No, I certainly didn’t expect it.

I’ve had moments of clarity in my life.  Amazingly enough, many of them were in the midst of a dream. For a brief second I would know the meaning of life or the missing treatment to cure cancer.  And then as quickly as it popped into my mind it was gone. I really don’t recollect dying.  Just this unbelievable sense of clear headedness—like walking into a room newly painted and knowing by the odor and brightness that the color on the wall is so splattering new that you should be careful not to touch it for fear of smearing the design. The greatest revelation of all? 

Twenty-five miles in the sky time ceases to exist.

The planet Pluto takes two hundred and forty-eight years to circle the sun. It doesn’t give a damn. 

The day of my death was the day I became free of the only burden I really ever had.  TIME.

Useless.

Time is fussy.  Time is worry. 

Time is fear.  Time is the culprit causing human-types to recoil from pending generosity. 
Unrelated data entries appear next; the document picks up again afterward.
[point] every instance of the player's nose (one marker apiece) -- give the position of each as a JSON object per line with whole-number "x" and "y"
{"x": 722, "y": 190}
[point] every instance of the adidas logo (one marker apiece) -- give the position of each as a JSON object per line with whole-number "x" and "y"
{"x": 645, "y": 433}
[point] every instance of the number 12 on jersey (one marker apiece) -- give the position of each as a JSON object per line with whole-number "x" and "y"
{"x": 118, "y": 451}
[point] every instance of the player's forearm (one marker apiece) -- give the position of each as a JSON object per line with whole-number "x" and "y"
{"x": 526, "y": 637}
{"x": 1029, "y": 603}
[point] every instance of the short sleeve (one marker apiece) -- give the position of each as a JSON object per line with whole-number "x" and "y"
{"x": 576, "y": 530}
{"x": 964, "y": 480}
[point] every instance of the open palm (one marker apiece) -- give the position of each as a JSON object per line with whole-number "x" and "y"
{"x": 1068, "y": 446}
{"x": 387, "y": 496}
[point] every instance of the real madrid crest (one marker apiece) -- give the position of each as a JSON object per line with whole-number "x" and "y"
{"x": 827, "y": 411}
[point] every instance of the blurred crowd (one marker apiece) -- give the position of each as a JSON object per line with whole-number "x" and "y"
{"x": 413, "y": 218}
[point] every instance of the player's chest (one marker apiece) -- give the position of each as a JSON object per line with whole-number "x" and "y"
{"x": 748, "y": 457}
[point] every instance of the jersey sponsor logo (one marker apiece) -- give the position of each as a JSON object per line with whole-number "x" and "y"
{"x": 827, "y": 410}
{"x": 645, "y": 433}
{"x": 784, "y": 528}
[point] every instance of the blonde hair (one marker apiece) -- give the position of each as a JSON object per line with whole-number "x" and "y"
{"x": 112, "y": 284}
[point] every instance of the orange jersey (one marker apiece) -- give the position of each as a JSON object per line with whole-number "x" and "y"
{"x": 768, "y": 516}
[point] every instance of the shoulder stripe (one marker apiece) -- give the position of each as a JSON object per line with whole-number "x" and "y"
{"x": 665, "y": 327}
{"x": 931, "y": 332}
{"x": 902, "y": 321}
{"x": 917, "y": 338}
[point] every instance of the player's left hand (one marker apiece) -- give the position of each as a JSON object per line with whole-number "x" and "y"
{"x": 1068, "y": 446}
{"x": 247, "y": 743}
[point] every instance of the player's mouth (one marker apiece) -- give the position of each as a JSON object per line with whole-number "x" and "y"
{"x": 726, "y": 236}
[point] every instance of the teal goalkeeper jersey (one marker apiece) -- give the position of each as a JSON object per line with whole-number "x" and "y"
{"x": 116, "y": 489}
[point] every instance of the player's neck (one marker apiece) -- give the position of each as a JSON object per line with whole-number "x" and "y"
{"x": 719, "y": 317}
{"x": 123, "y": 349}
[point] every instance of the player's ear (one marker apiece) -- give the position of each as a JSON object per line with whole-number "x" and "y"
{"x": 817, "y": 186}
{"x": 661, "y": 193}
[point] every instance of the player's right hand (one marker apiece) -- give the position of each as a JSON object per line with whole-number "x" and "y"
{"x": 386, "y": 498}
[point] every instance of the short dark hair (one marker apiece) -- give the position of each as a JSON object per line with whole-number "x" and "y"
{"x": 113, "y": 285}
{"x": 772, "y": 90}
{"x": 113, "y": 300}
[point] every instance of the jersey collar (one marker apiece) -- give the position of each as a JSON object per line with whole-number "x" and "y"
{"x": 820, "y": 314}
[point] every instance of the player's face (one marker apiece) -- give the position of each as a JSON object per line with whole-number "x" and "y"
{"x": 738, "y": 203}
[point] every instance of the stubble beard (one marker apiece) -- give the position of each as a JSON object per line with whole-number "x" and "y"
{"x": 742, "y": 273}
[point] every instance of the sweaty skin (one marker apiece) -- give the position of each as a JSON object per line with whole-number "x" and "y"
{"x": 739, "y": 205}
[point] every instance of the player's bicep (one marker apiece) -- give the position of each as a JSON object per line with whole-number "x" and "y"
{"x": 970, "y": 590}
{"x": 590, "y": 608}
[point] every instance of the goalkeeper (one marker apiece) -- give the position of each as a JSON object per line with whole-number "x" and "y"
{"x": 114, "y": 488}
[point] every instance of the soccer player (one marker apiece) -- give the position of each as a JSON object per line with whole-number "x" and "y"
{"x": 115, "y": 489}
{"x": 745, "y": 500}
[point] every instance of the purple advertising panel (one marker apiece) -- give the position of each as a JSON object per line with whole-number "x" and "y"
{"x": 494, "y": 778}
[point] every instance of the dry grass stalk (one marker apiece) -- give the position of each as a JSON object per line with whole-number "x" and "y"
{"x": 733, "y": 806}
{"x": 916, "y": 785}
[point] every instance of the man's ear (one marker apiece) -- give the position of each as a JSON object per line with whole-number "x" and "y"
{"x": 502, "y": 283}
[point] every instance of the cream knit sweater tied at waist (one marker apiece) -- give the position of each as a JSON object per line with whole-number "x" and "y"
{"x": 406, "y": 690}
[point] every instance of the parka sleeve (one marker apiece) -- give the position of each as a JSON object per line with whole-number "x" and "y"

There just was never enough time. 

Time would not allow it.  Remember—“if time permits …”

Why if time permits?  Why not if I permit?  Why not if I dream?  Why not if I want?  Why does time get to dictate to me my passage? 

It was time that robbed me of my soulful nature.    It was time that convinced me that my selfishness was needed. 

I didn’t die. The clock in me died, leaving spirit to tick on.  

So why don’t we see the farce of time?  Why do we allow ourselves to fall under the power of the cruel despot?  Yes, time is a relentless master—very little wage for much demand.

I died today. 

Actually … a piece of time named after me was cast away.